If forward guidance is any indicator, the third quarter earnings season, (How can it be the third quarter already!?) will deliver solid results. So far 54 companies in the S&P 500 have issued positive revenue guidance, which is more than double the 5-year average of 25, while 43 companies have issued positive EPS guidance, also well above the 5-year average of 27. If the actual number with positive revenue guidance remains 54 or more, it will be the highest number since FactSet began tracking revenue guidance in 2006. The current record level is 45 from Q1 of 2011. The last time we saw this level of positive EPS guidance was in the fourth quarter of 2010.
What is driving such enthusiasm? The optimism looks to driving mostly from revenue improvements, as opposed to cost-cutting measures, as 72% of those issuing positive EPS guidance has also issued positive revenue guidance. For those who regularly read our work, we don’t exactly see an economy that is booming, so this unusually high level of revenue beats driving EPS beats is worth investigating. At the sector level, we can gain some insight. Here we find that 70% of the positive guidance on Sales are coming from the Information Technology sector at nearly 2x the normal level, (18 versus 9.5). Another 26% comes from the Consumer Discretionary sector, with 11 companies issuing positive sales guidance versus the 5-year average of 3.9. Health Care accounts for 19% with 8 companies versus the 5-year average of 3.9. Given that the tech sector relies quite heavily on international sales, this looks to be meaningful.
How do companies explain the improvement in sales revenue? (Hat tip to FactSet for accumulating these comments)
From an FX perspective, that’s a little bit of a different story. We had about $0.16 benefit from FX this quarter. And when we look at Q4, we have about a $0.12 FX benefit. So, some nice benefit coming from currency in Q3 and Q4.” –Cooper Companies (August 31)
Moving to our second quarter outlook, which also does not include the impact of the divestiture. We expect revenue to be up 25% to 28% in constant currency which at guided rates, including favorability from foreign currency, translates to $1.260 billion to $1.290 billion. –Symantec (August 2)
The increase in our guidance is due to our confidence in the performance of our business in terms of volumes, especially in China. As Corning mentioned, we had a very good performance in Asia, better than we expected, and that is why we are – that’s the principal reason we are increasing our guidance. –Air Products & Chemicals (August 1)

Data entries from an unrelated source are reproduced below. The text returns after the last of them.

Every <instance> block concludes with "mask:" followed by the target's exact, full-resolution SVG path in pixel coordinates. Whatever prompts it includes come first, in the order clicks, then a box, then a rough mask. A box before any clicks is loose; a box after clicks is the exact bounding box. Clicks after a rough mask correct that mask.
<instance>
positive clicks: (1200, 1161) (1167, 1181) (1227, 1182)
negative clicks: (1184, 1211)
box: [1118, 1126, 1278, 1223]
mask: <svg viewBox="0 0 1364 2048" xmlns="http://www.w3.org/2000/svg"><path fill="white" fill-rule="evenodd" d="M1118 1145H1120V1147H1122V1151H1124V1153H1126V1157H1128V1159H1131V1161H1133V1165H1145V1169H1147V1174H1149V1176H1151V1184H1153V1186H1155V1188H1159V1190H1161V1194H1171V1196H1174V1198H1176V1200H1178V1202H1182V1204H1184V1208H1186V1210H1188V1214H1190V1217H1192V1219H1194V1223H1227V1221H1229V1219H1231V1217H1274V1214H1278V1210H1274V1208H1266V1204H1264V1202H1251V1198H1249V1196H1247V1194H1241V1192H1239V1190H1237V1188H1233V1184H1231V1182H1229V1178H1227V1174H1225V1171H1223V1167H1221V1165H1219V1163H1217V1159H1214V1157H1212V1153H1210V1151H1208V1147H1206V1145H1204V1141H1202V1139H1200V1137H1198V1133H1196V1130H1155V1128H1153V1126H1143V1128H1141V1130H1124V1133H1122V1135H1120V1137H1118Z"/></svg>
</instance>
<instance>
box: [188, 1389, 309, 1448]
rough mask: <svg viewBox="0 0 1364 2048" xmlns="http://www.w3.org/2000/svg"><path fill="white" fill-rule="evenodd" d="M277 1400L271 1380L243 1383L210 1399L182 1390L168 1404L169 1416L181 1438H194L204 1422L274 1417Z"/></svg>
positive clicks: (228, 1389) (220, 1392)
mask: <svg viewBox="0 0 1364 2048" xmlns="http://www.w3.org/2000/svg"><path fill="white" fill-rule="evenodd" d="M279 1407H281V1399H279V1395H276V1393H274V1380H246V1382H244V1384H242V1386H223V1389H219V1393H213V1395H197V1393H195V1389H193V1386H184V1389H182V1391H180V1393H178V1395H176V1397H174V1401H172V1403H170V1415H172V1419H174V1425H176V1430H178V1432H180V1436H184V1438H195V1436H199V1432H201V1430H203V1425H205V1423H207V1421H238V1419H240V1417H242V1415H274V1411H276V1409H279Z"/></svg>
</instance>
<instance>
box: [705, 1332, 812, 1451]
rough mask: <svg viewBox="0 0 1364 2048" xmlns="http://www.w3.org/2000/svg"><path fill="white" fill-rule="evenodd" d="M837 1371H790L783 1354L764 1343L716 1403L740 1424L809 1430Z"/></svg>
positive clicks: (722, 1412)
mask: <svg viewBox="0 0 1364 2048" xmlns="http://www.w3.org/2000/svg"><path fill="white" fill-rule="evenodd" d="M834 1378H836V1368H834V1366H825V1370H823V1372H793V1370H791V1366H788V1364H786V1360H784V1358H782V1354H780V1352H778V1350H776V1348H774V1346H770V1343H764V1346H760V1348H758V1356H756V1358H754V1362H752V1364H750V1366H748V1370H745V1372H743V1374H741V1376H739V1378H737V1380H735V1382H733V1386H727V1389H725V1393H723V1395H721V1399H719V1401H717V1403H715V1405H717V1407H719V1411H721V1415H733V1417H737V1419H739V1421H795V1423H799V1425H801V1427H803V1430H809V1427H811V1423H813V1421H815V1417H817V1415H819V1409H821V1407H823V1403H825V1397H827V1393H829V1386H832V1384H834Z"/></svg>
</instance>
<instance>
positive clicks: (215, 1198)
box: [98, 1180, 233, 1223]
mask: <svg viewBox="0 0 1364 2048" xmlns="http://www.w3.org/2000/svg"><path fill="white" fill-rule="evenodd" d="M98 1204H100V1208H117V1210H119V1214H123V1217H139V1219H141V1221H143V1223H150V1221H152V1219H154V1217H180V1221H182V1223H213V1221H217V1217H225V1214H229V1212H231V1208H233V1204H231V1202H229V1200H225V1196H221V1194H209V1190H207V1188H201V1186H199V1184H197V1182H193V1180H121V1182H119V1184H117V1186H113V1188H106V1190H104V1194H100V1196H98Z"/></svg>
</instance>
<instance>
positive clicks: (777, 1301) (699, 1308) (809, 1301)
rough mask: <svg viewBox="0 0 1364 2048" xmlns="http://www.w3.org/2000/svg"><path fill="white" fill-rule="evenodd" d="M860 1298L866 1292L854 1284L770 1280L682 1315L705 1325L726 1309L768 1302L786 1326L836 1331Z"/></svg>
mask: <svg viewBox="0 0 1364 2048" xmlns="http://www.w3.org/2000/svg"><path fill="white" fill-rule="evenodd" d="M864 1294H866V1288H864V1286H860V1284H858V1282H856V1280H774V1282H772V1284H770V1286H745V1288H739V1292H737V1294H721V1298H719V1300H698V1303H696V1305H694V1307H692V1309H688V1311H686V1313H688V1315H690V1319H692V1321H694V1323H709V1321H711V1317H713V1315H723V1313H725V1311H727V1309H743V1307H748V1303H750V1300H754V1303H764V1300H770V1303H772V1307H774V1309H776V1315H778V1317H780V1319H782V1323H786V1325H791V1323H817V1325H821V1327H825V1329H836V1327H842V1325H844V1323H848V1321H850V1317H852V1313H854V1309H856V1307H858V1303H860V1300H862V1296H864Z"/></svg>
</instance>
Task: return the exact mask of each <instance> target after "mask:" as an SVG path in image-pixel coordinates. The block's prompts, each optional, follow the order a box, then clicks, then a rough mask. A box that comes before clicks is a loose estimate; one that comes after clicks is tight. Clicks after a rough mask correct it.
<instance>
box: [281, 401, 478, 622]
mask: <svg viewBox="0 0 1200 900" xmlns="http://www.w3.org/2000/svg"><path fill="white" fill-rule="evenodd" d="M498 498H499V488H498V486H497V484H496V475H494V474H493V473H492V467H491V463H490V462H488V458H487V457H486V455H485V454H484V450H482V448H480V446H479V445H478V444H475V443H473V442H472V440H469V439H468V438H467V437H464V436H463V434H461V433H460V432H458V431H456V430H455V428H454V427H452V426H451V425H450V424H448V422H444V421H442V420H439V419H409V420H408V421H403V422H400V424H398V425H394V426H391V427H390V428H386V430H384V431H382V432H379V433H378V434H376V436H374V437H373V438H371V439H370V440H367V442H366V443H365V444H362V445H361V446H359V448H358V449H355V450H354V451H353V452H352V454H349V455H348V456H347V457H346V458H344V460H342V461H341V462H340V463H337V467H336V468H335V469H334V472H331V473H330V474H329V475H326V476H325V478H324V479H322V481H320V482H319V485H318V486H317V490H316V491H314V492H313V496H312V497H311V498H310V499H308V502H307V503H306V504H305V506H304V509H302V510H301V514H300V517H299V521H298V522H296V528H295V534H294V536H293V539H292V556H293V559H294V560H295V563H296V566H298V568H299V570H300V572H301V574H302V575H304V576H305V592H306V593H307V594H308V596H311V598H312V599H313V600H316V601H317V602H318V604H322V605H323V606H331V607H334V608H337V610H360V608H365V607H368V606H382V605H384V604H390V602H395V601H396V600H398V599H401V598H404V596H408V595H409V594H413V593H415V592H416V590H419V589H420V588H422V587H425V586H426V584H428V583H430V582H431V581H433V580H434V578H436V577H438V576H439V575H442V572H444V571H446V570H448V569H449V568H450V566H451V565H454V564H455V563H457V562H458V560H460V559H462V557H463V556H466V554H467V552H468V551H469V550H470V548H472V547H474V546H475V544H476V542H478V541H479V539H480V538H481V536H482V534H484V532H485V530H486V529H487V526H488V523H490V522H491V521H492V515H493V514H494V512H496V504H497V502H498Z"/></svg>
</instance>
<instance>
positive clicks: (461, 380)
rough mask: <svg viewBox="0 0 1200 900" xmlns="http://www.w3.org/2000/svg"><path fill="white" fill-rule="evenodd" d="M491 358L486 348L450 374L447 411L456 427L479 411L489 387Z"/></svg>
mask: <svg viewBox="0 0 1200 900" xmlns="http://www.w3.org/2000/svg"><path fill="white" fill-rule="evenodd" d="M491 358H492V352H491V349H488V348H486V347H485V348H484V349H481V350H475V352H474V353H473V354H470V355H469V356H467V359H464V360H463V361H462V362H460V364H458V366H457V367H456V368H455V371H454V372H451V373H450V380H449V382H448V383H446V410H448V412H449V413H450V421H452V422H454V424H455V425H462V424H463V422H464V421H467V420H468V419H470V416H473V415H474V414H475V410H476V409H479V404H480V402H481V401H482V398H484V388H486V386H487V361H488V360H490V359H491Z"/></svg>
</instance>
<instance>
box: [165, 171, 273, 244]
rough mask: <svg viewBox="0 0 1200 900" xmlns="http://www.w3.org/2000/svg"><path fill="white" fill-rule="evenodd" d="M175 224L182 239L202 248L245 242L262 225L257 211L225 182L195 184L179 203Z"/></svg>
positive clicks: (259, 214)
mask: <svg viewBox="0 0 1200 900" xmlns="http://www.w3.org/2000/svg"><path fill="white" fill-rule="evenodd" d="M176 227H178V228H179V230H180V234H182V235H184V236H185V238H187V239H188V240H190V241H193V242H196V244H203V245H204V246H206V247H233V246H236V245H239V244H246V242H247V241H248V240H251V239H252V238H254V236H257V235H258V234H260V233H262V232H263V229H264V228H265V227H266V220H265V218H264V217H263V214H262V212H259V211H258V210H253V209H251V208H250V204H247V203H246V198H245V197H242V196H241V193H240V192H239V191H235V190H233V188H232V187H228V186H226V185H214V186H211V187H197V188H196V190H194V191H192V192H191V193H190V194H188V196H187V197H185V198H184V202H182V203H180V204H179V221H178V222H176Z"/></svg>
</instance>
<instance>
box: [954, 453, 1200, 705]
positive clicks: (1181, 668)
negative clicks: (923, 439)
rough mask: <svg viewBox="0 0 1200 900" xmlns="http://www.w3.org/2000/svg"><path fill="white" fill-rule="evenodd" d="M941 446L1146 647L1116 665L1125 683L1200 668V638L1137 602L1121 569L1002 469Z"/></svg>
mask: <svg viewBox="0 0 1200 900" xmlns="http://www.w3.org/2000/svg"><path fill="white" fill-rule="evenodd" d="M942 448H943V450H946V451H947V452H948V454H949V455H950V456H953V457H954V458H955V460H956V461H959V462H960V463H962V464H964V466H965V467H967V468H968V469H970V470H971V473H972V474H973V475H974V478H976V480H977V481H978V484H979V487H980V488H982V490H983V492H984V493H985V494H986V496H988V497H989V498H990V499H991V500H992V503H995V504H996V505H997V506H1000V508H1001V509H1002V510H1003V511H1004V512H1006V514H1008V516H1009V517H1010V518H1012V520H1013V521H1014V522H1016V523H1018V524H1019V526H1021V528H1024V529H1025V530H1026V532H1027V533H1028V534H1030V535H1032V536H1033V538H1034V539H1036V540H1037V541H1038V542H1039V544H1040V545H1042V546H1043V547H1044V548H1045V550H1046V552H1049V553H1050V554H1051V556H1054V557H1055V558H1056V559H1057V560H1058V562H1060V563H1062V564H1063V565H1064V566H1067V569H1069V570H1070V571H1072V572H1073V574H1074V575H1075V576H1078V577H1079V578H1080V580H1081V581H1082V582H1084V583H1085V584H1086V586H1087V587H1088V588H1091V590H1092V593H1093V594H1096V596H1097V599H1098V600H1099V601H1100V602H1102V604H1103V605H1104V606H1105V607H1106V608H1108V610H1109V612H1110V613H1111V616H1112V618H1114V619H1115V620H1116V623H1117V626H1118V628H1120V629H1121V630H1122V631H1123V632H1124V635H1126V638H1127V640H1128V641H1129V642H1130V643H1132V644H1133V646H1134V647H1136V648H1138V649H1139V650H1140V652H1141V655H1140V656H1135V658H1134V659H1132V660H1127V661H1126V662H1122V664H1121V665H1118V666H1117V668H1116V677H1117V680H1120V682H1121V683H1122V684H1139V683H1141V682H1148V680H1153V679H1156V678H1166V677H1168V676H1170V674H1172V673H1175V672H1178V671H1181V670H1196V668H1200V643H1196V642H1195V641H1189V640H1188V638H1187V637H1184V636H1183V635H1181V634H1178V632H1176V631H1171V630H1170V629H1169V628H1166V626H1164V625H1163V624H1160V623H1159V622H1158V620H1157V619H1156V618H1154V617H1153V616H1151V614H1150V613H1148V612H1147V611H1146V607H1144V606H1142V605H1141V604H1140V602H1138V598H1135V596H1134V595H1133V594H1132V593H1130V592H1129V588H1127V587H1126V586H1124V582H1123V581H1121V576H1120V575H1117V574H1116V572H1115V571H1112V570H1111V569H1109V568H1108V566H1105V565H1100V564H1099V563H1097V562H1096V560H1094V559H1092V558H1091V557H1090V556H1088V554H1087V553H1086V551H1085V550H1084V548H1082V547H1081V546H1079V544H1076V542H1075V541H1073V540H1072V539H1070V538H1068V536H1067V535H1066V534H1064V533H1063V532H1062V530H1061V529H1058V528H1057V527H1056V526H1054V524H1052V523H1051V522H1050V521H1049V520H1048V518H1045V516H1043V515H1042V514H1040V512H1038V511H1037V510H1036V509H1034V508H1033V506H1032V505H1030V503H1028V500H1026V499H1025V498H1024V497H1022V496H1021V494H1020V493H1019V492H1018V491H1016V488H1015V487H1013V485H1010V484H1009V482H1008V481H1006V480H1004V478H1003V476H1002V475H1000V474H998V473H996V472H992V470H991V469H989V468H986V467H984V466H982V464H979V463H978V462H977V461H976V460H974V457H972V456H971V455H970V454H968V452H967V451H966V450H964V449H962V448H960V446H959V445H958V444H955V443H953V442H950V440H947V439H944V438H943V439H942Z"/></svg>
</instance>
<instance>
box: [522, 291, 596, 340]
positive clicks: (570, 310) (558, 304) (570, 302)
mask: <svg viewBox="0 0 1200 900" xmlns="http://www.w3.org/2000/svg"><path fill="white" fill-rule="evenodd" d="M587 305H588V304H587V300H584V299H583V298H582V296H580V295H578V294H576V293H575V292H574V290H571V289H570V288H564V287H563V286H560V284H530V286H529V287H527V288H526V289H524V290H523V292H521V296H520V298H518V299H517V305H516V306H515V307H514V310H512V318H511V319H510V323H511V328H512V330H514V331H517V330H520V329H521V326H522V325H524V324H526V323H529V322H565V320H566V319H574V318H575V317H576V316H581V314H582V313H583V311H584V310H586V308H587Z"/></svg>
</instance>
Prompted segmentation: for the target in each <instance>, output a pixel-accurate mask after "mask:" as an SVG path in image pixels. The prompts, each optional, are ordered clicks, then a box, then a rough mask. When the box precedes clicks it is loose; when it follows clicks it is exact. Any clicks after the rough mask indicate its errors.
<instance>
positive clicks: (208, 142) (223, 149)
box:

And I think in general, even the performance in China, Tim has mentioned it. We think that the performance will continue to improve. So those are the drivers of our guidance range for the quarter. –Apple (August 1)
While we love to see companies beat on revenue and EPS expectations, we like those beats to come from truly improving sales, not changes in exchange rates. The dollar weakness has truly been profound since the election, with the USD Dollar Index (DXY) remaining below its 50-day moving average for 118 trading days, the fifth-longest such streak ever. On September 25th, the dollar finally broke above its 50-day for the first time since April 12th and is at the highest level since late August. The last time we saw such a streak was back in 2009 when it went 162 trading days below its 50-day as the massive flight-to-safety trade into U.S. dollars unwound as the Fed began forecasting its quantitative easing plans.
The dollar has recently been showing signs of strength, rising nearly 2% from its recent September lows, which means that we need to take upward pressure on the dollar into consideration when assessing the meaning of this quarter’s results. We would also point out that while the dollar had fallen nearly 11% when looking at the DXY index as of early September, inflation declined from 1.9% year-over-year in October 2016 to 1.4% in July – not at all what one would reasonably expect with a falling dollar an improving economy.
If the dollar has resumed its uptrend, companies whose revenue is primarily domestic will likely outperform those that generate most of their revenue overseas, which is a reversal of the trend we are seeing with respect to forward guidance for the third quarter. Yesterday’s sell-off in the tech sector may be reflecting the potentially rising dollar. While the S&P 500 tech sector year-to-date through the end of August had gained over 25%, outperforming the S&P 500 by 15%, it has been one of the weakest performer in September, falling 1.8%.